As my upcoming TR will show, my last two days have been quite active, but now we are home for good until we leave Dec. 10.

One valid question might concern someone getting exposed on the travel day Dec. 10. That person is very unlikely to show symptoms or test positive until after the eclipse Dec. 14 and possibly not until everyone leaves Argentina Dec. 17.

Overall this is something like what was done for sports teams; usually it was effective but there were exceptions. We will receive more details Dec. 7, which may include procedures within hotels and when we relocate.
 

socal

Member
FYI it's not easy in the US to turn around a PCR test in less than 3-5 days. We found a clinic in Santa Monica and reserved Dec. 8, the exact day we need to take the test.

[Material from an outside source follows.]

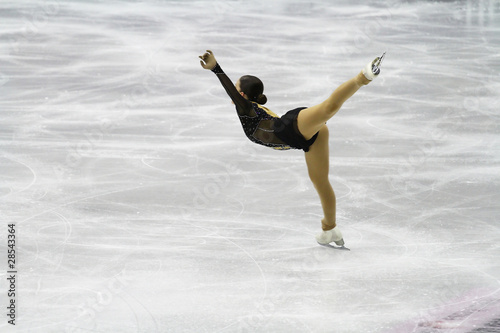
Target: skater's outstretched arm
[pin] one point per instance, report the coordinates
(243, 106)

Tony for what it's worth I've done testing at the Los Angeles free test sites, both times got results in 24 hours or less, including the Monday before Thanksgiving.
 

EMSC

Active member
For reference, 14 days of quarantine is no magic number.

The 14 days was set badly way back in March with poor quality data on a small sample size and ignoring that there are tiny numbers of cases that don't test positive till well after 14 days too. Average onset of a positive test is 5 days after exposure and relatively few positives after ~8 days. Which is why the quarantine protocol is finally being reduced to a more realistic number (10 days), but still probably 2 days longer than an optimal overall outcome of economic vs public health balancing. There is no such thing as perfect in any of this despite so much pretend bluster of "following the science".
 

Tony Crocker

Administrator
Staff member
socal":7jxnhmvz said:
Tony for what it's worth I've done testing at the Los Angeles free test sites, both times got results in 24 hours or less, including the Monday before Thanksgiving.
I've heard that anecdotally, but it's not guaranteed. If we haven't sent results to AstroTrails before we leave Dec. 10, we will not be accepted on the tour when we get to Buenos Aires. They specifically said that an electronic result shown upon arrival will not be accepted.

Also, since cases seem to be exploding in L.A. County, there is a good chance that turnaround time may slow down again.